Or Goaz, M.Sc. Thesis Seminar
For password to lecture, please contact: firstname.lastname@example.org
Advisor: Prof. R. Friedman and Dr. O. Rottenstreich
Clustering is a basic machine learning task. In this task, a stream of input items needs to be grouped into clusters, such that all items classified into the same cluster are closer to each other than to items classified to other clusters. Each cluster is centered around a centroid point, which may either be given as a parameter, or must be learned during the process in the case of unsupervised online learning.

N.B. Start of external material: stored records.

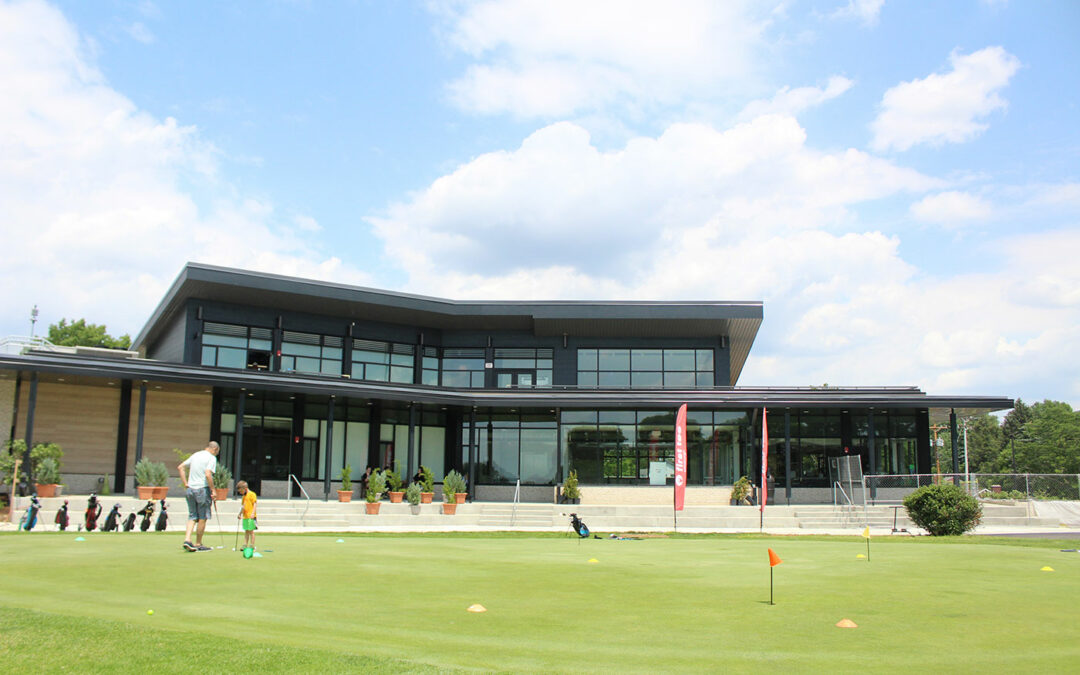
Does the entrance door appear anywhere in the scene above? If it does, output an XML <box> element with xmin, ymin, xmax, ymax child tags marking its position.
<box><xmin>237</xmin><ymin>417</ymin><xmax>292</xmax><ymax>495</ymax></box>
<box><xmin>495</xmin><ymin>370</ymin><xmax>536</xmax><ymax>389</ymax></box>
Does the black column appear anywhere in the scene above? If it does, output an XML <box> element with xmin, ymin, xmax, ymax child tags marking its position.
<box><xmin>405</xmin><ymin>403</ymin><xmax>416</xmax><ymax>481</ymax></box>
<box><xmin>112</xmin><ymin>380</ymin><xmax>132</xmax><ymax>495</ymax></box>
<box><xmin>866</xmin><ymin>408</ymin><xmax>877</xmax><ymax>499</ymax></box>
<box><xmin>784</xmin><ymin>408</ymin><xmax>792</xmax><ymax>505</ymax></box>
<box><xmin>469</xmin><ymin>408</ymin><xmax>476</xmax><ymax>499</ymax></box>
<box><xmin>948</xmin><ymin>408</ymin><xmax>960</xmax><ymax>474</ymax></box>
<box><xmin>232</xmin><ymin>389</ymin><xmax>246</xmax><ymax>481</ymax></box>
<box><xmin>135</xmin><ymin>382</ymin><xmax>146</xmax><ymax>464</ymax></box>
<box><xmin>23</xmin><ymin>372</ymin><xmax>38</xmax><ymax>470</ymax></box>
<box><xmin>323</xmin><ymin>396</ymin><xmax>334</xmax><ymax>501</ymax></box>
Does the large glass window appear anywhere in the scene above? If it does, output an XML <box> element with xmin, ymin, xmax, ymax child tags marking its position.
<box><xmin>281</xmin><ymin>330</ymin><xmax>345</xmax><ymax>376</ymax></box>
<box><xmin>352</xmin><ymin>339</ymin><xmax>416</xmax><ymax>384</ymax></box>
<box><xmin>442</xmin><ymin>349</ymin><xmax>484</xmax><ymax>389</ymax></box>
<box><xmin>578</xmin><ymin>348</ymin><xmax>714</xmax><ymax>389</ymax></box>
<box><xmin>201</xmin><ymin>321</ymin><xmax>273</xmax><ymax>370</ymax></box>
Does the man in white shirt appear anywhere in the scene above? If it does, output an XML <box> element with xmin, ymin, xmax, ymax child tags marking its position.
<box><xmin>177</xmin><ymin>441</ymin><xmax>220</xmax><ymax>551</ymax></box>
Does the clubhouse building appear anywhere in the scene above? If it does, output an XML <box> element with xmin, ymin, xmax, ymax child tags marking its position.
<box><xmin>0</xmin><ymin>264</ymin><xmax>1013</xmax><ymax>503</ymax></box>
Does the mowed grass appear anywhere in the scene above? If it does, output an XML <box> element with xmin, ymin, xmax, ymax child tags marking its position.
<box><xmin>0</xmin><ymin>532</ymin><xmax>1080</xmax><ymax>673</ymax></box>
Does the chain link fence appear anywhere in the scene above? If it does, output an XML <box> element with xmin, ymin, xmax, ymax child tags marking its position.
<box><xmin>863</xmin><ymin>473</ymin><xmax>1080</xmax><ymax>504</ymax></box>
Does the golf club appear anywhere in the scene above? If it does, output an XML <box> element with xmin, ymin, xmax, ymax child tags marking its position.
<box><xmin>211</xmin><ymin>496</ymin><xmax>225</xmax><ymax>549</ymax></box>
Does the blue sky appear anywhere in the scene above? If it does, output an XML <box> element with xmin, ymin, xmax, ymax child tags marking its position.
<box><xmin>0</xmin><ymin>0</ymin><xmax>1080</xmax><ymax>404</ymax></box>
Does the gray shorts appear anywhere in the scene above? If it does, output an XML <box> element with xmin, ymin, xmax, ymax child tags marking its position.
<box><xmin>184</xmin><ymin>487</ymin><xmax>214</xmax><ymax>521</ymax></box>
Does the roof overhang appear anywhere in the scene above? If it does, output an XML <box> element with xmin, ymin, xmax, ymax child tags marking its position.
<box><xmin>0</xmin><ymin>352</ymin><xmax>1013</xmax><ymax>413</ymax></box>
<box><xmin>132</xmin><ymin>262</ymin><xmax>764</xmax><ymax>384</ymax></box>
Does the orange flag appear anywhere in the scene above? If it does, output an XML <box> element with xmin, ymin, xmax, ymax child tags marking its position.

This work studies the ability to perform clustering in programmable switches. The motivation for using programmable switches comes from the fact that classifying network traffic is a basic need for improved network security and management. Conducting such classification by the switches through which the traffic flows is potentially the most efficient approach. To that end, we develop Clustreams, a novel in-network clustering system designed to handle clustering in the data path. At the core of Clustreams is a novel clustering algorithm that relies heavily on TCAM (Ternary Content Addressable Memory) match-action capabilities. This algorithm is realized for the Nvidia Spectrum-3 switch, and is limited to classification when the centroid points are known a-priori. We also present an extension of Clustreams that supports unsupervised online learning.
The work includes accuracy measurements for the algorithms, as well as run-time performance measurements and analysis of the clustering algorithm on a Spectrum-3 switch. As shown in the measurements, Clustreams obtains very high accuracy with negligible run-time overheads.